Which is U+FEFF (ZWNBSP aka byte order mark), U+0041 (latin capital letter A), ...
You then stop printing because your while loop has terminated on the first null byte. The following bytes should be: 42 00.
You should either return a length from your function or make sure that the output is terminated with a null character (U+0000) and loop until you find this.
UTF-8 is Unicode.
You do not need to covert unless you need some other type of Unicode encoding like UTF-16, or UTF-32
UTF is not Unicode. UTF is an encoding of the integers in the Unicode standard. The question, as is, makes no sense. If you mean you want to convert from (any) UTF to the unicode code point (i.e. the integer that stands for an assigned code point, roughly a character), then you need to do a bit of reading, but it involves bit-shifting for the values of the 1, 2, 3 or 4 bytes in UTF-8 byte sequence (see Wikipedia, while Markus Kuhn's text is also excellent)
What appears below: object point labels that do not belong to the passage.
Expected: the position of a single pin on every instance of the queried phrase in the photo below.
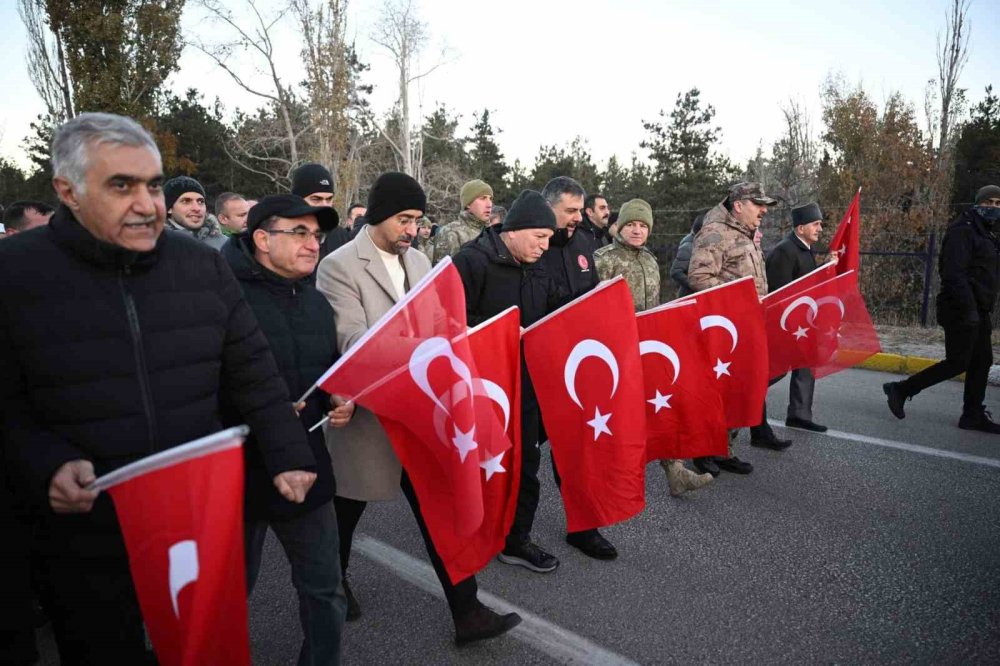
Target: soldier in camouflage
(725, 250)
(628, 256)
(477, 204)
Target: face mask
(989, 213)
(561, 238)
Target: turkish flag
(847, 239)
(584, 362)
(181, 515)
(495, 344)
(732, 321)
(414, 370)
(857, 339)
(684, 413)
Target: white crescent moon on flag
(585, 349)
(801, 300)
(718, 321)
(183, 558)
(421, 358)
(829, 300)
(664, 350)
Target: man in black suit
(791, 259)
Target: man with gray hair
(152, 335)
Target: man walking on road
(969, 265)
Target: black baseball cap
(290, 206)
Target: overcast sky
(551, 71)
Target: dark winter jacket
(969, 265)
(596, 236)
(298, 323)
(110, 355)
(789, 260)
(571, 264)
(494, 281)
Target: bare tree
(401, 32)
(47, 61)
(276, 152)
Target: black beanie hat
(393, 193)
(311, 178)
(806, 214)
(530, 211)
(175, 187)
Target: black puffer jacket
(571, 264)
(299, 325)
(789, 260)
(110, 355)
(494, 281)
(970, 270)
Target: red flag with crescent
(584, 362)
(181, 516)
(684, 413)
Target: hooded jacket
(111, 355)
(969, 265)
(299, 325)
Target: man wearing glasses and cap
(274, 261)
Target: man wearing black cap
(187, 213)
(273, 262)
(363, 280)
(500, 269)
(314, 183)
(969, 265)
(789, 260)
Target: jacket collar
(75, 238)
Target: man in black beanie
(314, 183)
(969, 265)
(500, 269)
(187, 213)
(789, 260)
(363, 280)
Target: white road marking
(561, 644)
(903, 446)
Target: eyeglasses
(301, 234)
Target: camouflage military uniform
(724, 251)
(451, 237)
(637, 265)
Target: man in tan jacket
(363, 280)
(725, 250)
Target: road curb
(911, 365)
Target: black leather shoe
(802, 424)
(979, 421)
(353, 609)
(734, 465)
(706, 466)
(770, 441)
(592, 544)
(896, 396)
(481, 623)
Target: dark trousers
(86, 588)
(462, 597)
(311, 544)
(968, 349)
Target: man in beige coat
(363, 280)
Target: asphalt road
(842, 549)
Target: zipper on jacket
(140, 356)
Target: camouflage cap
(753, 191)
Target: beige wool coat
(355, 281)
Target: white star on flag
(492, 466)
(660, 401)
(599, 423)
(464, 442)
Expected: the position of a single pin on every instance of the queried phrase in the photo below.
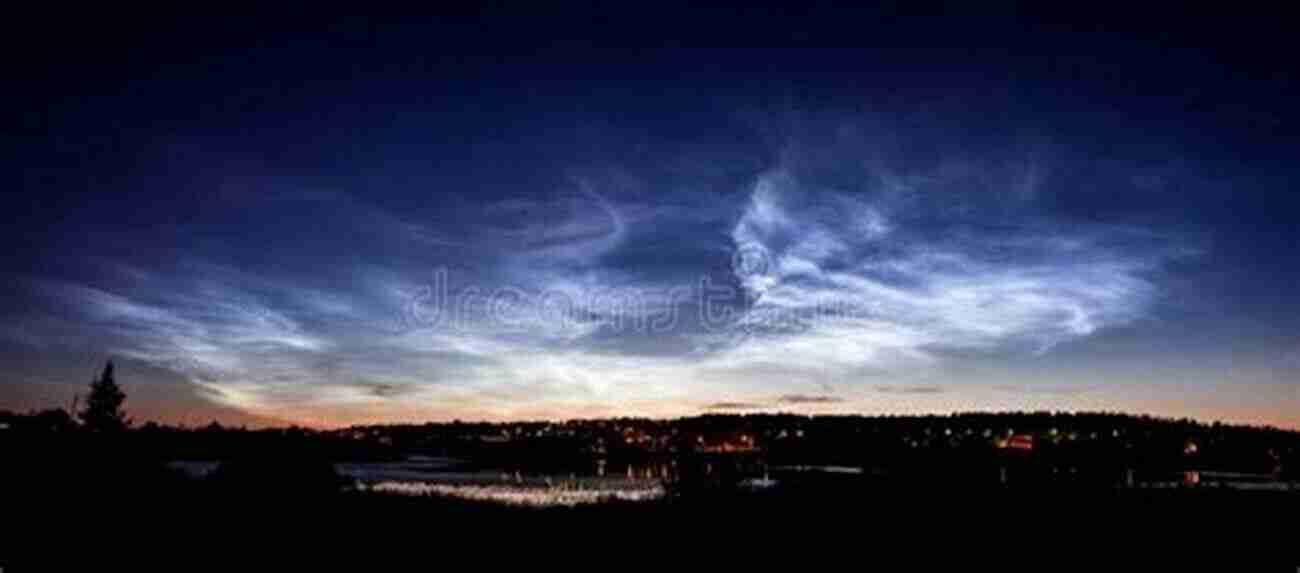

Unless I am missing something as nobody has pointed it out yet, "UNICODE" isn't a valid encoding name in libiconv as it is the name of a family of encodings.
http://www.gnu.org/software/libiconv/
(edit) Actually iconv -l shows UNICODE as a listed entry but no details, in the source code its listed in the notes as an alias for UNICODE-LITTLE but in the subnotes it mentions:
* UNICODE (big endian), UNICODEFEFF (little endian)
We DON'T implement these because they are stupid and not standardized.
In the aliases header files UNICODELITTLE (no hyphen) resolves as follows:
lib/aliases.gperf:UNICODELITTLE, ei_ucs2le
i.e. UCS2-LE (UTF-16 Little Endian), which should match Windows internal "Unicode" encoding.
http://en.wikipedia.org/wiki/UTF-16/UCS-2
However you are clearly recommended to explicitly specify UCS2-LE or UCS2-BE unless the first bytes are a Byte Order Mark (BOM) value 0xfeff to indicate byte order scheme.
=> You are seeing the BOM as the first bytes of the output because that is what the "UNICODE" encoding name means, it means UCS2 with a header indicating the byte order scheme.